Have you heard of the term “emotional vampire?” Like a bloodsucker, emotional vampires drain all your energy, leaving little left for yourself. They take the form of demanding “frenemies” who constantly gossip about others behind their backs, bosses with unreasonably high expectations and family members who feel the need to exert control over you. In the middle of a depressive episode, you can feel stuck dealing with people like this — but once you reclaim your power, you realize that you do have the power to change. Break up with that abusive partner. Say goodbye to bad friends. Set boundaries with family members who suck you (emotionally) dry. These types of choices can feel impossible in the throngs of depression, but don’t forget that they are real, viable options.

I stopped binge drinking.

I’ll clarify this point by saying that I’ve never had a drinking problem or felt dependent on alcohol. However, this point still stands for people like me who don’t identify as someone with a substance abuse issue. Back in college, I would go out drinking maybe once a month — but when I did go, I would drink four or five drinks until the details of the night started to get fuzzy. The problem? The next day, I suffered from much worse than a hangover: my depression would get worse, too. That’s because alcohol is a depressant. So, if you’re going to use alcohol while depressed, use it sparingly — don’t make yourself vulnerable to emotional distress by binge drinking. Better yet, only drink when you’re in a good mood, because when you start at a higher point while using a depressant, your lows can’t get as low.

I started dance classes.

Moving your body is so important. I say “moving your body” versus “exercising” intentionally, because I don’t believe you have to go to a gym and pump iron to reap the benefits of movement. Instead of forcing yourself to work out, you should find something you love to do that doesn’t feel like a workout. For me, that’s dance. I’ve been a dancer since I was in elementary school, so going to dance class just feels natural. Growing up, it was my safe place — and I still get that feeling when I walk into a ballet studio today. So, find the type of movement that makes you feel that way, too. Those endorphins are a natural high that even the strongest antidepressant can’t replace!

I found my purpose.

Stuck in the “rat race?” If you’re stuck in a job you hate, take this as your sign to leave and start doing something more meaningful.
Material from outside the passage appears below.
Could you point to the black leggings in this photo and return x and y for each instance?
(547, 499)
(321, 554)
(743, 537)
As someone who quit her job to start her own business, I can truthfully say that finding your purpose can change your life. I used to dread going to work every day — and now that I work for myself, I officially never feel that way anymore. Now, I look forward to waking up and working on my projects, because I know that helping people improve their mental health (whether that’s through marketing therapy or studying to become a therapist myself) is what I was put on this earth to do. Once you figure out what you’re meant to do, change your life and start working towards that. I know it can be difficult to find enough motivation to take a leap of faith, but taking that leap might just be what gets you out of that depressive funk.

I got dressed.

This seems so simple, yet it’s so transformative: try getting dressed in the morning. And by that I mean, try putting on an outfit that makes you feel good about yourself, instead of the sweats and hoodie you feel like wearing. If you’re feeling ambitious, maybe even put on some mascara and throw your hair up in a cute messy bun. It’s not that I’m vain, although seeing your reflection in the mirror will certainly put some pep in your step, but rather, it’s the fact that forcing yourself to do something you don’t feel like doing will make you feel damn good. Once you see yourself looking good, you’ll realize that you can do anything if you simply put your mind to it. The skill is called “opposite action,” and it’s something I learned in my DBT group that’s worked wonders on me.